Jonathan Asamiewanlan, 32, had previously pleaded guilty to two charges of transferring criminal property and three charges of converting criminal property.
At Carmarthen Crown Court he admitted a further charge of transferring criminal property.
Asamiewanlan was investigated in relation to fraudulent transactions made between 2011 and earlier this year adding up to more than £1 million involving two accounts he held with money transfer services Western Union and Moneygram.
He was prosecuted over an amount of £111,150.94 in fraudulent transactions through both money transfer services.
However the transactions investigated were in excess of $1.8 million dollars — roughly £1.15 million.
Summing up the case, judge Peter Heywood said Asamiewanlan had been "used by others in a sophisticated fraud and your naivety taken advantage of".
The offences came to light when Asamiewanlan was running Joe Wan's Internet Cafe in Walter Road.
An agent for Western Union became suspicious over the amount of transactions he was processing and asked to see documents.

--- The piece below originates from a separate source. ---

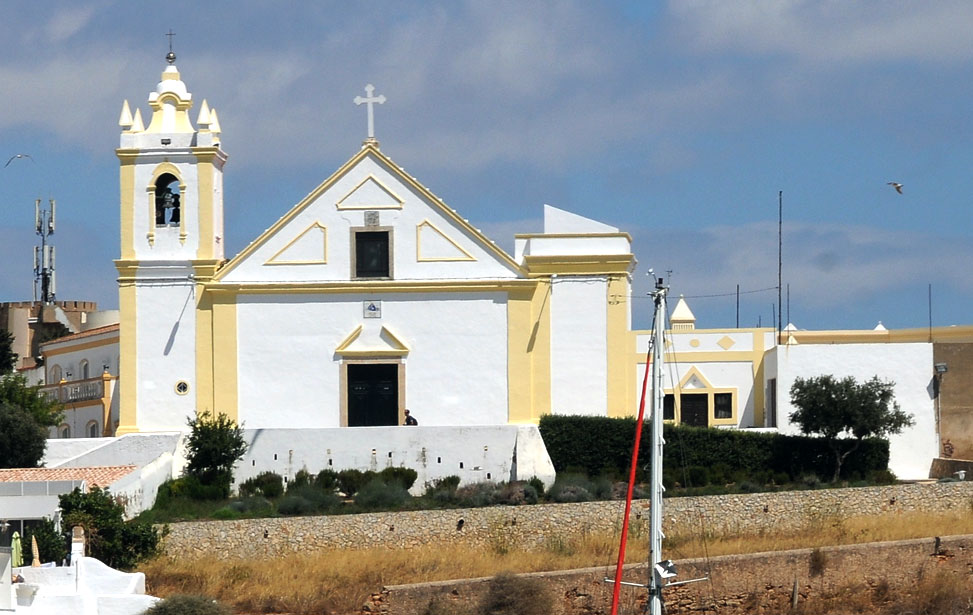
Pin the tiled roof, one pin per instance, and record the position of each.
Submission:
(83, 334)
(99, 476)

Among them were forged passports although the court heard it was unknown whether Asamiewanlan had forged the passports himself or he had been duped.
A search of the business and his home in Richardson Street found further documents and those relating to Moneygram.
Asamiewanlan was arrested trying to leave the UK for Lagos in May.
The charge he admitted related to more than $100,000 which a female financial worker in Houston, Texas USA had paid into an account after being conned into an online relationship with a man — not Asamiewanlan — purporting to be a neurosurgeon consultant who needed funds after the death of a business partner.
However, the cash was then spread to accounts in December last year including £62,000 into Asamiewanlan's business account. Some of the cash was then paid into a personal account of his.
Judge Peter Heywood said he was sentencing on a fraudulent amount of some £170,000 in total, adding: "There are clearly others further up involved in this but nevertheless these are serious matters."
Judge Heywood also ordered a restitution of £8,861 to be paid to the woman in Houston, Texas.